HIGH school students in Berlin are concerned about what the rest of the world thinks of Germany after an anti-racism demonstration was disrupted here Nov. 9.
The following day, students at Fritz-Karsen Schule here were outraged. "I was really ashamed to be German," says Marjola Wende, an 18-year-old student. "First there were right-wing people who threw stones at refugees, and now left-wing people attack politicians. People all over the world think that there are no sensible people in Germany."
As 350,000 people gathered in Berlin to show their support for tolerance toward foreign refugees, ultra-leftists hurled eggs, tomatoes, and paint bombs at politicians speaking to the crowd.
Students here in Berlin are worried that observers from other countries will focus only on the left-wing radicals.
"The United States newspapers see only these 300 extremists," complains a student. "They don't see the 350,000 who want peace."
Several students criticized the German politicians at the rally for failing to deal with the extremists. After the onslaught began, President Richard von Weizsacker stopped speaking and hid along with other politicians behind a wall of police riot shields.
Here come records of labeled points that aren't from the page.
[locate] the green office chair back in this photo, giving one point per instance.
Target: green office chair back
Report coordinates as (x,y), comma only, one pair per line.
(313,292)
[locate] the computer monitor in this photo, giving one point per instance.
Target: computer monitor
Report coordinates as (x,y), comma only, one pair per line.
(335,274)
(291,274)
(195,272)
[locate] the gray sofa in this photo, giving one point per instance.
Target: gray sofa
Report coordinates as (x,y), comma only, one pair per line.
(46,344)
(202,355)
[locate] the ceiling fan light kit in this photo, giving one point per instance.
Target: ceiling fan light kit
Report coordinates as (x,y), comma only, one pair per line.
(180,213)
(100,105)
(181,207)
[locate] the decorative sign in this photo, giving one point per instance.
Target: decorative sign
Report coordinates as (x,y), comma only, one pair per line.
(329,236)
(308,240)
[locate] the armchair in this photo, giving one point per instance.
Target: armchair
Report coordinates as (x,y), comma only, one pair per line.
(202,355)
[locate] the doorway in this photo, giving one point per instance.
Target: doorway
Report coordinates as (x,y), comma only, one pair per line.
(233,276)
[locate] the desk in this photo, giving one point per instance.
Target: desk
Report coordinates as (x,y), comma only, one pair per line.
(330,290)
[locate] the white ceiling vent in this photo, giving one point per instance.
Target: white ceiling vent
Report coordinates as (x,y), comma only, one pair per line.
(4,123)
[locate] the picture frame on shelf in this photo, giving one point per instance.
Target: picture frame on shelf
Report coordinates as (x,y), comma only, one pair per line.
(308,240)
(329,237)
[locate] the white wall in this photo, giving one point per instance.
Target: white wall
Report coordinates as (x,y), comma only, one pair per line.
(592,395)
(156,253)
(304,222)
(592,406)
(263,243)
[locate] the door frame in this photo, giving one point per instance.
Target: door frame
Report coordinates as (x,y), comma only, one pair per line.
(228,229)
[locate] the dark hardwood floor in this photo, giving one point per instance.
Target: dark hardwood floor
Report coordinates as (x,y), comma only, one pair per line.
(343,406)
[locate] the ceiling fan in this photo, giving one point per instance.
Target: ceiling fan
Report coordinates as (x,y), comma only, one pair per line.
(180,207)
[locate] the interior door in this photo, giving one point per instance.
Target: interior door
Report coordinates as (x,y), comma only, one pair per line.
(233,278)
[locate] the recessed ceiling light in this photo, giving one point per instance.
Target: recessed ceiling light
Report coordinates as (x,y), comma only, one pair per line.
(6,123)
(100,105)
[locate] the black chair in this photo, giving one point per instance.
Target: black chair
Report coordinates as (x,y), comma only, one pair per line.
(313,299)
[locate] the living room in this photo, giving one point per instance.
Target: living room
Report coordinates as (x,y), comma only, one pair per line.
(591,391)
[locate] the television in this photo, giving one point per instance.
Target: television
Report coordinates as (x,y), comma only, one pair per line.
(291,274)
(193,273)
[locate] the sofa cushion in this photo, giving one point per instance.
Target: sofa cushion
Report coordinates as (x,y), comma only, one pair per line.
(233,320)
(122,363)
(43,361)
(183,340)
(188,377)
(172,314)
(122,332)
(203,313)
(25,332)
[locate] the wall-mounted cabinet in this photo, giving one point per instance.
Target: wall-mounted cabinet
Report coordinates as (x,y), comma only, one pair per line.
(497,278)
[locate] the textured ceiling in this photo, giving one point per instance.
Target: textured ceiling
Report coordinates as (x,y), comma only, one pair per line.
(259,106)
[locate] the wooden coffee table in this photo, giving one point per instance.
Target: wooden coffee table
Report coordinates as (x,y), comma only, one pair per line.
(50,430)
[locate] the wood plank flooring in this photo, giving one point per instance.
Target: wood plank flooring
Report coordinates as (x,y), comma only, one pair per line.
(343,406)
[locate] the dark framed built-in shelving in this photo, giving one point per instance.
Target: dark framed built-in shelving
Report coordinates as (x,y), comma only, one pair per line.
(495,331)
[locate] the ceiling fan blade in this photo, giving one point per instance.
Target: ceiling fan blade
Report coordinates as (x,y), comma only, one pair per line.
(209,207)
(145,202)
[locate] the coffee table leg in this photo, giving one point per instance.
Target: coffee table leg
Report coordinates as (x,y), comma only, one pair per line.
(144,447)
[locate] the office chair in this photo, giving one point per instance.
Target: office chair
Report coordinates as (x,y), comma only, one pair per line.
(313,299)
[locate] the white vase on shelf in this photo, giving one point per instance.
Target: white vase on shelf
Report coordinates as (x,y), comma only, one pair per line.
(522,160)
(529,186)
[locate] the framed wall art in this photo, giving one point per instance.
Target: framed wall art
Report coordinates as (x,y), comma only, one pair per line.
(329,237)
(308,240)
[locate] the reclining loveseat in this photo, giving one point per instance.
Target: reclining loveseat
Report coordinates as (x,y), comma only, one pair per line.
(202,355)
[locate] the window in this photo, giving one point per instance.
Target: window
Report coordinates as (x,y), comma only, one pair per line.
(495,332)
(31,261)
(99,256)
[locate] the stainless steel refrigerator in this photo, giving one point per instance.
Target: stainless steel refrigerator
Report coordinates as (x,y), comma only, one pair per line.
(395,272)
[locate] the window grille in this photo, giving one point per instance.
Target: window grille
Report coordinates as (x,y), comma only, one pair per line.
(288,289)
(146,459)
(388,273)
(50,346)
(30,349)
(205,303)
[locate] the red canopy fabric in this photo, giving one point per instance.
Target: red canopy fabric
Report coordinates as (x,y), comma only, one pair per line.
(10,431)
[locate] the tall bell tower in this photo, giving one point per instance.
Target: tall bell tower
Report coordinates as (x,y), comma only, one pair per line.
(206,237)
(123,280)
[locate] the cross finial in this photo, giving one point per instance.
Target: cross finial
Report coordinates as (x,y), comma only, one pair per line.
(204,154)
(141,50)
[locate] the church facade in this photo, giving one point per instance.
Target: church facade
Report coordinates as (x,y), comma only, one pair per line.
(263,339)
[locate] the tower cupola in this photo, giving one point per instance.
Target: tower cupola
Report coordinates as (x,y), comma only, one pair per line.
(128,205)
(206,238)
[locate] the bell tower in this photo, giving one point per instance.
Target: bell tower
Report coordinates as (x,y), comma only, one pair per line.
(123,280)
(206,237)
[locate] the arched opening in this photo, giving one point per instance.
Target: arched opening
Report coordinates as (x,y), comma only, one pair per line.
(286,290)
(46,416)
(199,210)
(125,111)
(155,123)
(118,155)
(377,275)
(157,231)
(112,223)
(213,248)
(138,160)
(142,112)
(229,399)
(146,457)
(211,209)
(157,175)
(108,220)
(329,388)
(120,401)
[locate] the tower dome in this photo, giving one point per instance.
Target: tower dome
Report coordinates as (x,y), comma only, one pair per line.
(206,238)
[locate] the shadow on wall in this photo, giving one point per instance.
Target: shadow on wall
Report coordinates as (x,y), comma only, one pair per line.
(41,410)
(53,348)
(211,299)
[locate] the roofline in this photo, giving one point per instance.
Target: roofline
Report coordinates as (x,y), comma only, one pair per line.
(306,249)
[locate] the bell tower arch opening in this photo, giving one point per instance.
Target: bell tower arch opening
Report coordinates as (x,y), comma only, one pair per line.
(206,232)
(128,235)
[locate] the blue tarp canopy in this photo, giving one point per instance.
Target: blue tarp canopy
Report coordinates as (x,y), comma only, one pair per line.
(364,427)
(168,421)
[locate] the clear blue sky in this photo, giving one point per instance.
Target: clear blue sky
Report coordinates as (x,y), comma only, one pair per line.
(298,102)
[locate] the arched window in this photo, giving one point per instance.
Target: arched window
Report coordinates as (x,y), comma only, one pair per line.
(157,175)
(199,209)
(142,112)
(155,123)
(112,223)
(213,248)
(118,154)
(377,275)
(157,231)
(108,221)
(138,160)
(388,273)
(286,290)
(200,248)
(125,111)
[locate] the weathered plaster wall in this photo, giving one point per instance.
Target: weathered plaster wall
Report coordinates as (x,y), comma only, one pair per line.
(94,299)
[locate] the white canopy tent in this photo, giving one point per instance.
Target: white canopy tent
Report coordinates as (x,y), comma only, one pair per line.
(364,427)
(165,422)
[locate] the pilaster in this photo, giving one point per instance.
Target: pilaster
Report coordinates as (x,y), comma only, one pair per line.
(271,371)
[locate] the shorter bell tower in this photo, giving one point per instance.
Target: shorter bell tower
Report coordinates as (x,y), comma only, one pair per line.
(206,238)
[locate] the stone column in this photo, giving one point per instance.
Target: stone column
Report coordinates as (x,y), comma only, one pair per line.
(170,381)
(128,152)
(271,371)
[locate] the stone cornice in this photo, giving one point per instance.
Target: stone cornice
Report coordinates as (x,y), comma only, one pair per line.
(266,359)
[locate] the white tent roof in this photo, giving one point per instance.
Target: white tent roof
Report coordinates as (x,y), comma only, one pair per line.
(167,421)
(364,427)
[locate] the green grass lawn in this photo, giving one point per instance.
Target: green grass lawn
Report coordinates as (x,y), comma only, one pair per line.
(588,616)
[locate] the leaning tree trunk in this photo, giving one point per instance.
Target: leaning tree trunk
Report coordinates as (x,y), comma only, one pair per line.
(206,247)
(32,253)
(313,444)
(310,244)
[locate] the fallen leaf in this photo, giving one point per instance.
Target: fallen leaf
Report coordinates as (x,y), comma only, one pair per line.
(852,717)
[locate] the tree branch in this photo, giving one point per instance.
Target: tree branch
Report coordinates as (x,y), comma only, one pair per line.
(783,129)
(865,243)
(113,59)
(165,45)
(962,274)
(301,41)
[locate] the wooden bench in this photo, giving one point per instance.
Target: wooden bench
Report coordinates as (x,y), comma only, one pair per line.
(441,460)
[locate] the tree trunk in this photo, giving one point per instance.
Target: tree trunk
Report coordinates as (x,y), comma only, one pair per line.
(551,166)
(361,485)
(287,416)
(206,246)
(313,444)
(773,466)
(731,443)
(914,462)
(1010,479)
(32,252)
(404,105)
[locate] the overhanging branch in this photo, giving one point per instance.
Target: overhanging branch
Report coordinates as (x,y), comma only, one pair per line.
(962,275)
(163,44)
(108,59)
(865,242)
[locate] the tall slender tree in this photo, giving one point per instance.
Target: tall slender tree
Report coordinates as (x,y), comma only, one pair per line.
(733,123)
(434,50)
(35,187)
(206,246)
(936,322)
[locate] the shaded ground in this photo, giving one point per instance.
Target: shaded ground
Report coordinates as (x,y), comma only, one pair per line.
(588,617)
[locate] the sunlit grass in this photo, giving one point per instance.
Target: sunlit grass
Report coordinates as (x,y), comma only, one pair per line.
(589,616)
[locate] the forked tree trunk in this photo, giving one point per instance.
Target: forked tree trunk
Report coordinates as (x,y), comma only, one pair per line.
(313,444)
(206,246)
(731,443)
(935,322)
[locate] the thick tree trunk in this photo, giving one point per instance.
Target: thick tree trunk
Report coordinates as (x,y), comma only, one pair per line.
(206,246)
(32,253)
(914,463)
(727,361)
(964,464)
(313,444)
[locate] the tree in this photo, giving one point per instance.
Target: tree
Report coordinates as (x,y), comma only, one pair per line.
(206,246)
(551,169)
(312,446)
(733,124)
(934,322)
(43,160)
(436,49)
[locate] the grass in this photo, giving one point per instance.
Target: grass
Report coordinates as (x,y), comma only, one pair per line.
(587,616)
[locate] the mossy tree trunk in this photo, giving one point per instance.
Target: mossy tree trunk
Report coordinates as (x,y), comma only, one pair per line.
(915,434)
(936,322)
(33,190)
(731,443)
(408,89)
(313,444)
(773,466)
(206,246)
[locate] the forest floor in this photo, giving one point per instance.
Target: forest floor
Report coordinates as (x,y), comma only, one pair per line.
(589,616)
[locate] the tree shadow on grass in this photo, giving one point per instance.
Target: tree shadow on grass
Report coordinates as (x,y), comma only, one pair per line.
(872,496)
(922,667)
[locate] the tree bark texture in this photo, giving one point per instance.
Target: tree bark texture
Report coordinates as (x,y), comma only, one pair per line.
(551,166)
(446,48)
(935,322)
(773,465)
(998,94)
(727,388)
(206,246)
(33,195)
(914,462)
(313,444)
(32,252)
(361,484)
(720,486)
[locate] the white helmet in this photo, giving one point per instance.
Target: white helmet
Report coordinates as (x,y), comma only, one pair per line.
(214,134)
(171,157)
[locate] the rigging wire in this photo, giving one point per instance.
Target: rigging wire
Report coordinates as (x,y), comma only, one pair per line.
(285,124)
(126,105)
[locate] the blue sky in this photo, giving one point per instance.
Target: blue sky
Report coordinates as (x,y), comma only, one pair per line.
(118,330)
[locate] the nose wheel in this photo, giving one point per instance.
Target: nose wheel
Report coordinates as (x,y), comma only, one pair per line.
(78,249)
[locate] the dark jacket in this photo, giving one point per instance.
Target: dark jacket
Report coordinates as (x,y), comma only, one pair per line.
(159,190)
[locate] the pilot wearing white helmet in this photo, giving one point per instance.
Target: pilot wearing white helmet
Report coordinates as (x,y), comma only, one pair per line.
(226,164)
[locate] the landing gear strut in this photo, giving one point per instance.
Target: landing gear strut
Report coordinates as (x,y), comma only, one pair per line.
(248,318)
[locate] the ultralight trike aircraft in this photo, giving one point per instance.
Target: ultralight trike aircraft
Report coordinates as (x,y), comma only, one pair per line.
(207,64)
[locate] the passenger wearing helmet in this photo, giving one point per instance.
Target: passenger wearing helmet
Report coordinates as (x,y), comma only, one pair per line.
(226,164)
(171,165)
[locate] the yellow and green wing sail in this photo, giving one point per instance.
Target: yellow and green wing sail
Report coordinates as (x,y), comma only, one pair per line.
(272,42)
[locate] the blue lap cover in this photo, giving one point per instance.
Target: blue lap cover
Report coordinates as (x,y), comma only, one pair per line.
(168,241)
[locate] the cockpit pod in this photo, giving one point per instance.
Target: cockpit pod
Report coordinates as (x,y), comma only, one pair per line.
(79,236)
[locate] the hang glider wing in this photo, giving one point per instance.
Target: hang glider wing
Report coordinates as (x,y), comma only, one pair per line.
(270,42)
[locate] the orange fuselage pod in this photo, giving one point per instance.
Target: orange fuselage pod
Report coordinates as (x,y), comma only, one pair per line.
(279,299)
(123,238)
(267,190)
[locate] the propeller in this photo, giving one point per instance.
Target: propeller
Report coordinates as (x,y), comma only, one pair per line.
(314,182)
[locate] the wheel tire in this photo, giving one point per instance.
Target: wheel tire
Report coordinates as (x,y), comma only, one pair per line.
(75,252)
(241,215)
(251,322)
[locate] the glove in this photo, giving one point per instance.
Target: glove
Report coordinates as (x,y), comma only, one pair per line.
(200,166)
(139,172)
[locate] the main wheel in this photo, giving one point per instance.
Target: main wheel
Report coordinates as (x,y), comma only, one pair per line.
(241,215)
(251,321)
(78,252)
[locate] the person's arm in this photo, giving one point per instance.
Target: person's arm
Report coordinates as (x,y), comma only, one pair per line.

"Mr. Weizsacker should have changed his speech when he saw the extremists," says 17-year-old Silke Michaeli. "He has to talk to them and involve these people more.... I thought he was the person who could really change something."
Ms. Michaeli blames the pressures of reunifying East and West Germany for the growing frustration. "I really think that most people don't want to be so aggressive," she says. "But because of their situation - they've lost their jobs or can't get them - they are afraid."
Student Dennis Tefs agrees: "I'm a bit frightened that the people in East Germany can't deal with their problems, and more and more people will get involved with these extremists."